Beta-adrenergic signaling regulates multiple molecular pathways that contribute to cancer progression; beta-adrenergic antagonists efficiently block many of these effects in animals. We previously demonstrated that hematopoietic cell transplant (HCT) patients exposed to socioeconomic stress show activation of a conserved transcriptional response to adversity (CTRA) transcriptome profile, which in turn is associated with increased relapse and decreased disease-free survival.
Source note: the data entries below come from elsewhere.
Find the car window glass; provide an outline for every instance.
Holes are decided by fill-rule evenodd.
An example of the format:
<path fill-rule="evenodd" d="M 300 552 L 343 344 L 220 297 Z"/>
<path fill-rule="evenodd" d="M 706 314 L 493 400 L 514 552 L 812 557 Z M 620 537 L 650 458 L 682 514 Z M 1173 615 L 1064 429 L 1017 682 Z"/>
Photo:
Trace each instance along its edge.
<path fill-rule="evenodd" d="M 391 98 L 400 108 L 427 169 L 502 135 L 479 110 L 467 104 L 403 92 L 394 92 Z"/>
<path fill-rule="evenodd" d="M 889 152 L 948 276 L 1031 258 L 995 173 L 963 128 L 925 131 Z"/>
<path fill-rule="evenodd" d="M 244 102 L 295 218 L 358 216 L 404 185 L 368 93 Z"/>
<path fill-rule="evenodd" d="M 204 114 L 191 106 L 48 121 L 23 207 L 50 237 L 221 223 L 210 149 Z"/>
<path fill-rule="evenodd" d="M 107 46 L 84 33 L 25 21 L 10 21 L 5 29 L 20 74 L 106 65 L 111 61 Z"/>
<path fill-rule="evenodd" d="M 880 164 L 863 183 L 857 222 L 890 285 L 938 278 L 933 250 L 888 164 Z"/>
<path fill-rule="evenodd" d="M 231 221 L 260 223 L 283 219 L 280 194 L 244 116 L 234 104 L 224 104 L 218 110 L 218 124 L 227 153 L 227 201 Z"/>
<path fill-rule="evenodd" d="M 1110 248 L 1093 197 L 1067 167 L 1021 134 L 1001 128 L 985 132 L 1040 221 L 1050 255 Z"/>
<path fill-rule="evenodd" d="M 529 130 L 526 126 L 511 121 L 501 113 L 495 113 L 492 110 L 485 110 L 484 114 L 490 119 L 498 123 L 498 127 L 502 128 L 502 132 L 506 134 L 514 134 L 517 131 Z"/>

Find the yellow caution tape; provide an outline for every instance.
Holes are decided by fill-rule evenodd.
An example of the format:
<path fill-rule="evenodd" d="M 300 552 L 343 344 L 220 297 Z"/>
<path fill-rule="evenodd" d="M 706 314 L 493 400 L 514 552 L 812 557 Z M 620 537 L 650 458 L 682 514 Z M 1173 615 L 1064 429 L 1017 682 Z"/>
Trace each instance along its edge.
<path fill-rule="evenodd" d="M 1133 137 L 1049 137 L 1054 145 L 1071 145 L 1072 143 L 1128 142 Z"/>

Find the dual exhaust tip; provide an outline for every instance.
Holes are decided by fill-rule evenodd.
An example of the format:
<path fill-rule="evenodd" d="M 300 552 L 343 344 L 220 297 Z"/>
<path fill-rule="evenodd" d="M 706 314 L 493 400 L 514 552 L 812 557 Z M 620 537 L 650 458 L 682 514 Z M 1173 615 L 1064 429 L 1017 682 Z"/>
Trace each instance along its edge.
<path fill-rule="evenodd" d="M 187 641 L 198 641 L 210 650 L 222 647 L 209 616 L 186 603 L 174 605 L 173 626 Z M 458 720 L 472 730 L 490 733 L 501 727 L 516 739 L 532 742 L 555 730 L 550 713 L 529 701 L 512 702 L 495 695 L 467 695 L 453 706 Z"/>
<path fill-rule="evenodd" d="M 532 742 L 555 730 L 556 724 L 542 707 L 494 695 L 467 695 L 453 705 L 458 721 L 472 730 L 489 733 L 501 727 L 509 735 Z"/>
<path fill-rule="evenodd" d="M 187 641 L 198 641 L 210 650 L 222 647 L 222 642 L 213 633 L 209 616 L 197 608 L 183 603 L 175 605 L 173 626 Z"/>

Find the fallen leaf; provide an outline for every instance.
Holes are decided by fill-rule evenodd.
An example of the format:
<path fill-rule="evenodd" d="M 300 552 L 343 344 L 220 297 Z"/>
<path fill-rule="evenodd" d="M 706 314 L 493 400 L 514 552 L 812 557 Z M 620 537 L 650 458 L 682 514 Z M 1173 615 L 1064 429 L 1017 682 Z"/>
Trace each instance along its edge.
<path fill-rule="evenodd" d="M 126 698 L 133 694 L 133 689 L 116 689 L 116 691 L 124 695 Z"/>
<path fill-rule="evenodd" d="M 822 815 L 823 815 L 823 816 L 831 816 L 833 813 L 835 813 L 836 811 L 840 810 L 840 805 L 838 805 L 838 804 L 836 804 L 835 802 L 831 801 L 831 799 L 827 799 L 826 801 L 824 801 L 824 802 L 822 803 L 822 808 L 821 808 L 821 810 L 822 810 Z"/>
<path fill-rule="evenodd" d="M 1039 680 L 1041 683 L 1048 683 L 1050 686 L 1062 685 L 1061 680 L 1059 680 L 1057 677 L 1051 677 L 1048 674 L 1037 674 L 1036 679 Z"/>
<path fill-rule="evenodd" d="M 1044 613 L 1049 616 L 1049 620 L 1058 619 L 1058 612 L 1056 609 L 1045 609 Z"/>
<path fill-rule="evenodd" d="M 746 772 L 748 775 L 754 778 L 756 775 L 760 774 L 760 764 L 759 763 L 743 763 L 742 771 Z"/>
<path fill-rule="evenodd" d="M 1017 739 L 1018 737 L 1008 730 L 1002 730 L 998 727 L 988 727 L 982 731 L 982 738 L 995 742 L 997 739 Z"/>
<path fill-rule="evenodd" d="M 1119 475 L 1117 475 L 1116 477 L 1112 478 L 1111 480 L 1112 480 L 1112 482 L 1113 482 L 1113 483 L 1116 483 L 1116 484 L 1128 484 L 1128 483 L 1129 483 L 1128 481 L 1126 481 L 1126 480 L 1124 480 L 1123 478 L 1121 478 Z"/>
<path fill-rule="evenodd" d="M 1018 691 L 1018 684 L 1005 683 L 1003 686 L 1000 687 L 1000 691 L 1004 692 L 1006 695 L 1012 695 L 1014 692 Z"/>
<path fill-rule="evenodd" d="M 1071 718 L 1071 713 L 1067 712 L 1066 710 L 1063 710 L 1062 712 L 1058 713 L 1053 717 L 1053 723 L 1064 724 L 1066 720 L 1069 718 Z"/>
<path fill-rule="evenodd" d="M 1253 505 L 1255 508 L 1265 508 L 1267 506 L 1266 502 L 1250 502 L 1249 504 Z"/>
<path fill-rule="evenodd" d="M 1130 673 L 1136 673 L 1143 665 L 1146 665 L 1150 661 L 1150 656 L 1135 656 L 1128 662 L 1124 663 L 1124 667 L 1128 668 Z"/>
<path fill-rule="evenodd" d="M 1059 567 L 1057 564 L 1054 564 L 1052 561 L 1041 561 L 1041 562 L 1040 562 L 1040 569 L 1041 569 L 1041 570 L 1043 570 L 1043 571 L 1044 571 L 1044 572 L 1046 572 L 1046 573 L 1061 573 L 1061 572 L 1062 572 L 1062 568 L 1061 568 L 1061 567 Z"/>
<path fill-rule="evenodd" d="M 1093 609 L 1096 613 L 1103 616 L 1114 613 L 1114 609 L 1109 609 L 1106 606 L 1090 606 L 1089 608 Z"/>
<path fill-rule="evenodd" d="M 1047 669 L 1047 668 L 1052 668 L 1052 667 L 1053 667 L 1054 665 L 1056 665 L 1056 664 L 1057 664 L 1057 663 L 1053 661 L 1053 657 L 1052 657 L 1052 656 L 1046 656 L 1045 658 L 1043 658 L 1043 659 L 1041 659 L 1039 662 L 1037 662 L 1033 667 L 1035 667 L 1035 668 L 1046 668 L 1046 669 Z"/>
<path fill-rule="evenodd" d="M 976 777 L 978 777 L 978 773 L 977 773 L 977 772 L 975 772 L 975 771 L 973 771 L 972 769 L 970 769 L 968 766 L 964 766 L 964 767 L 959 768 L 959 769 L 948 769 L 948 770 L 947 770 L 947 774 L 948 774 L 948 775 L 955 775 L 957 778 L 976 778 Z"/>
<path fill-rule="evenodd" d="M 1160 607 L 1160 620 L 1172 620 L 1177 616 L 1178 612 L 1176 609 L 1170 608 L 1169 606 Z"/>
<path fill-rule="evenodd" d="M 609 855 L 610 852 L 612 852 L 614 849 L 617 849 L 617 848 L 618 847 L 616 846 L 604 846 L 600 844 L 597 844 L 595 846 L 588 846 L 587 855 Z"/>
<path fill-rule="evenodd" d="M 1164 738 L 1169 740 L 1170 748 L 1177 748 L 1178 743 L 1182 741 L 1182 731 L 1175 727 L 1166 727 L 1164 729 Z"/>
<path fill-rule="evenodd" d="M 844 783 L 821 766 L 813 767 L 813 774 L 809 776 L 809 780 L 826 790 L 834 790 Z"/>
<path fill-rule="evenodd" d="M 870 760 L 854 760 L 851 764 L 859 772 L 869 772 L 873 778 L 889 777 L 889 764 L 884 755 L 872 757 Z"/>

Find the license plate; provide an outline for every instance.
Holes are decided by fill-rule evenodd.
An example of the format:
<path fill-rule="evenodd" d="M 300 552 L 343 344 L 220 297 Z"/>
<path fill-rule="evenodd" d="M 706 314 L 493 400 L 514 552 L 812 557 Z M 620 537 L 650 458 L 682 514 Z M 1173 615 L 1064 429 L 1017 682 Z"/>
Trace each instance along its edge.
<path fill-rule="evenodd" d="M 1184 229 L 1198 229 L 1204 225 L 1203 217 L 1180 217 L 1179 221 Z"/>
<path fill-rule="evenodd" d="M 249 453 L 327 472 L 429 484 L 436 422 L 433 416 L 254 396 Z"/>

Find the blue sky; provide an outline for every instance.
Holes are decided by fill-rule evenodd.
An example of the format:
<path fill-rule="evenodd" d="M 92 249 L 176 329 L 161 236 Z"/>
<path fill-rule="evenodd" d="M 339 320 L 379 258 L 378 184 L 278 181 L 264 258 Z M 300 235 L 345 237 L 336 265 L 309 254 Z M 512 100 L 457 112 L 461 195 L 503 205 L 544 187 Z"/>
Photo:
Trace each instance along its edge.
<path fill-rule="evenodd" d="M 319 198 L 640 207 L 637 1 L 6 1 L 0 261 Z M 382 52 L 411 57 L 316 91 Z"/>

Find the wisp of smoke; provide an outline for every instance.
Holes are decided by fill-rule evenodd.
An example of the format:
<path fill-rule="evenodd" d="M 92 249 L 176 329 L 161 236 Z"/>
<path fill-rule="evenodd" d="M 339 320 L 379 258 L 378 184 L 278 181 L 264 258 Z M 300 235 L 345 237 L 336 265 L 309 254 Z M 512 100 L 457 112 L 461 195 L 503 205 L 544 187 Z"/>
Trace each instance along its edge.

We conducted a randomized controlled trial to evaluate whether the beta-antagonist propranolol is effective in decreasing gene expression of CTRA-related genes of 25 individuals receiving an autologous HCT for multiple myeloma. Propranolol was administered for one week prior to transplant and 4 weeks following transplant. Blood was collected at baseline, Day −2, and Day +28. Intention-to-treat analyses assessed effects on the 53-gene CTRA indicator profile and measures of CTRA-related cellular processes. Twelve participants were randomized to the intervention group and 13 to the control arm. Relative to the control group, propranolol-treated patients showed greater decreases from baseline to Day −2 and Day +28 for both CTRA gene expression (p = .017) and bioinformatic measures of CD16- classical monocyte activation (p = .005). Propranolol-treated patients also showed up-regulation of CD34+ hematopoietic progenitor cells (p = .011). Peri-transplant administration of propranolol can down-regulate CTRA gene expression, inhibit myeloid-based cellular dynamics, and up-regulate the CD34+ cells. Ongoing follow-up and future replication studies will be required to assess impacts on clinical outcomes.